Monday, March 11, 2013


Uduhenzagire, mana!
Turaguhimbazaa, mana!

(Bless us, O God!
We need You!
We love You!
We worship You, God!)

As a Master of Sacred Music student at Perkins School of Theology, the music of the global Church is an integral (and now expected) part of my course of study.  In our very first class session with Dr. Hawn, we started learning to sing the faith in Swahili, Shona, Zulu, Spanish, Portuguese, etc.  Thus, when I received the opportunity to serve as a Music and Worship Intern for New Day Upendo, a micro-community meeting at  and engaging with an apartment complex in Dallas where many African refugees are placed upon arrival to the United States, I felt like I was going in with an advantage. Sure, there would be things to learn, but hey, I already know 10+ songs in a variety of African languages, and  we could at least start there while I build relationship and learn from what they've been singing.  
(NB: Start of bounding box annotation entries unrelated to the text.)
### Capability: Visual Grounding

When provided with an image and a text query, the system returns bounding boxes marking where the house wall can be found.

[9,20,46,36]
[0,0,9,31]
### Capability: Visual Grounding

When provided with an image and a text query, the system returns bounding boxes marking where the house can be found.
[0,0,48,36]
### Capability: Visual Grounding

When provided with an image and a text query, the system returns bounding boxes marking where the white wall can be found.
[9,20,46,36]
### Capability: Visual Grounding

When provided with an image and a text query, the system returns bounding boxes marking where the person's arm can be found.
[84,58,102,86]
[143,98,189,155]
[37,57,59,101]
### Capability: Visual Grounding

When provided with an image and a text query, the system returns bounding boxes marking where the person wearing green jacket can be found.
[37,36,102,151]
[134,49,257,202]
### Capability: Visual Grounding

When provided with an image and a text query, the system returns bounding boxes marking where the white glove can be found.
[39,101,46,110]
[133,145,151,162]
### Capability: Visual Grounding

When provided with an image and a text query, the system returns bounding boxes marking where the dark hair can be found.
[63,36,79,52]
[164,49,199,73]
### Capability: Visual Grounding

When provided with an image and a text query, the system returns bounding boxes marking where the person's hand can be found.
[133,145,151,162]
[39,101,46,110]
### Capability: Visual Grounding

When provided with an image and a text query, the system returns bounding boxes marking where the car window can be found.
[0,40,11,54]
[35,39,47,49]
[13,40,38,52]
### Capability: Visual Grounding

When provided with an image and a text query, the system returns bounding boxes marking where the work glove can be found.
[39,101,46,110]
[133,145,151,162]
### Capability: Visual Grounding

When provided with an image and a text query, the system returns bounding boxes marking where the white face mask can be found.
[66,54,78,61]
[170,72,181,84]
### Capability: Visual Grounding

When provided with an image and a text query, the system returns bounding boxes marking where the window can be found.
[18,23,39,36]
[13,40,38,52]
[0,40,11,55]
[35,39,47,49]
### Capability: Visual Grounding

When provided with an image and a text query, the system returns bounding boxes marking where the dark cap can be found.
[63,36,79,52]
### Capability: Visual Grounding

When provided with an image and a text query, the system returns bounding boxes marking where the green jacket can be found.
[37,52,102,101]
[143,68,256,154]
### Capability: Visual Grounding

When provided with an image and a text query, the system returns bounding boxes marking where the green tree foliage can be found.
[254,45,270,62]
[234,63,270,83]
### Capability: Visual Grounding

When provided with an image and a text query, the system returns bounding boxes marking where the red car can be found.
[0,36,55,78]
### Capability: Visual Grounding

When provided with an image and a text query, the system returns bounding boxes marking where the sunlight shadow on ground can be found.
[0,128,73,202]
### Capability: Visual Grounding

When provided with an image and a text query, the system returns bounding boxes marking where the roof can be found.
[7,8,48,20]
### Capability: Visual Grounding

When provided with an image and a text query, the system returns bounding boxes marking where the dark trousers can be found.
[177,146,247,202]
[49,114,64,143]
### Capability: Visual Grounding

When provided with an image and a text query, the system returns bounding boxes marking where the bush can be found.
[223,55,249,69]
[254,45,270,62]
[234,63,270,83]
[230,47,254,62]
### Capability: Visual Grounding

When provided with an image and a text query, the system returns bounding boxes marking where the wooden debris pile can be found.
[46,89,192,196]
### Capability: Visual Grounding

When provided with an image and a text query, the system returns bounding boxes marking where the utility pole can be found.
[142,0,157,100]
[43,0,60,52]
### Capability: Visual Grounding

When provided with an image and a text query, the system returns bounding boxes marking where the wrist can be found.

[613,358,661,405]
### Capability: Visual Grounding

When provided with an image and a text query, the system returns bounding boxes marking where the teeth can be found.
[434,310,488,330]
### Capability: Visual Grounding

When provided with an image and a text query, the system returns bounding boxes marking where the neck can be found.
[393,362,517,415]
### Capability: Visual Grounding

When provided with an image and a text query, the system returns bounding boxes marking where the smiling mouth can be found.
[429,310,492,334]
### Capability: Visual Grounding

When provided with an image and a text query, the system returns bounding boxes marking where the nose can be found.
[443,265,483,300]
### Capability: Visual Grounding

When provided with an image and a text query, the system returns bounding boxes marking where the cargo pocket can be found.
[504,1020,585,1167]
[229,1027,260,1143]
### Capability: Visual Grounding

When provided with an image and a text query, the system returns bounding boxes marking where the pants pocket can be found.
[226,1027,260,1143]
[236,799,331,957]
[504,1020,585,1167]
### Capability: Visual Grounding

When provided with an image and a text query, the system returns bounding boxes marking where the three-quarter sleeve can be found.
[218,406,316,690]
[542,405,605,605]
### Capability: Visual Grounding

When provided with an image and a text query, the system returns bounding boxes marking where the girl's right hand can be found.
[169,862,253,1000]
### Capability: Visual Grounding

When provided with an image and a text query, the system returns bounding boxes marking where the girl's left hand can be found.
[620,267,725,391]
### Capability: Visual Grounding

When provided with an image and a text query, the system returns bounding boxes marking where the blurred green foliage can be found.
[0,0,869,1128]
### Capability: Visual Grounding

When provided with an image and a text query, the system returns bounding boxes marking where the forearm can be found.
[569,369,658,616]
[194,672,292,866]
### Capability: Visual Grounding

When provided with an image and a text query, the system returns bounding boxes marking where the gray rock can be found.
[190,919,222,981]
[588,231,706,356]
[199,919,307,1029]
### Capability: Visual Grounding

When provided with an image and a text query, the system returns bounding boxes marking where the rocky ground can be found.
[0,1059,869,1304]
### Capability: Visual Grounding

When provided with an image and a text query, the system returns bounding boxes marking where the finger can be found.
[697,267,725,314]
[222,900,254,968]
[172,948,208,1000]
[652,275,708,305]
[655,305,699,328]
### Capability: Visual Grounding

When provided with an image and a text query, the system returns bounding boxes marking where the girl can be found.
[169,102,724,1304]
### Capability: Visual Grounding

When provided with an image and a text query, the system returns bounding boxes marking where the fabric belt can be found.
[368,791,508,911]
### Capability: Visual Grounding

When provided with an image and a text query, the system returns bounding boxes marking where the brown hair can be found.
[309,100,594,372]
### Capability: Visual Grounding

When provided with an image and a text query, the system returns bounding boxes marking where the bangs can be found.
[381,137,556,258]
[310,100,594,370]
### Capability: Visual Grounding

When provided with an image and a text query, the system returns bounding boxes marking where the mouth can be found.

Well, I learned a couple things very quickly: 
1. There are a few songs that seem to have traversed the African continent and have probably been translated into almost every language.  Just because you know that song in Shona (Zimbabwe), does not mean they use the same words in Kenya.  

2. A lot of what I had been exposed to is either in Shona or Zulu (South Africa).  The majority of the people I serve are not from Zimbabwe or South Africa.  If I wanted to sing something and have it understood, it was time to learn songs in Swahili and/or translate songs into Swahili.  Not being a Swahili speaker (let's face it, I'm not a great Swahili singer), I often find myself running up to my friend Peter and asking, "How do you say 'always' in Swahili?"  [If I ever go to Africa, I may not be able to say much, but I've got "Daima tunaomba (Always, we pray)" and "Hakuna Mungu kama wewe (There's no one like Jesus)" down!]

These two lessons were really just the pre-requisites for the real course I was about to learn in what I will call "the hospitality of song."  But, more on that in a moment.  As I was starting to feel comfortable with translating and learning songs, and mixing the languages we sang in our gatherings, we had two women and their children start coming to New Day just a few days after their arrival in the United States.  These dear women speak very little Swahili, even less English, and their dominant language is Kinyarwanda.  Thankfully, we have a few people in our community who can understand and translate between English and Kinyarwanda, but this language barrier has at times provided a new challenge for many of us.  One particular evening, we did not have anyone in the room capable of translating the lesson into Kinyarwanda, and a man walks in who heard us singing and wanted to see what was going on.  None of us had seen him before, but in he walked, and he turned out to be a fluent speaker of both English and Kinyarwanda.  He was willing to translate for the women, and even participated in the discussion himself.  It was such a beautiful moment of seeing God provide.

As a leader of song, I now have the challenge of finding songs in Kinyarwanda, which absolutely is not going to happen by looking at publications in the United States.  I mean, let's face it, Swahili is at least an option on Google Translate, Kinyarwanda isn't.  So, Peter starts experimenting with adding Kinyarwanda to some of the songs we sing.  Then, last week, Peter remembered a song he learned in Kinyarwanda, the song that I posted at the top.  After spending a week singing the song at any opportunity--in the car, the shower, while shelving books (quietly)--I taught the song to the community yesterday.  Somewhere along the way as I learned and became familiar with the song, it also seeped into my spiritual bones.  It started to gain meaning beyond what the words actually say.  Then, to hear all of us, people of many languages, ages, experiences, and cultures,  come together and sing in a language few are familiar with so that we could sing in solidarity with our was beautiful.  I realized in that moment and upon reflection that they shared something with me of such worth I can barely describe it.  They shared with me the language of their heart, and they let me take it in as my own heart song. I was presented by Peter and these women a song that Means deeply, and in teaching it to me, they offered me the hospitality of song.  They invited me into their musical and linguistic home, and continue to allow me to stay a while to rest, to learn, to grow, to cry, to shout, to be. I am speechless and overwhelmed at the depth of such hospitality.  Praise be to God.  Amen.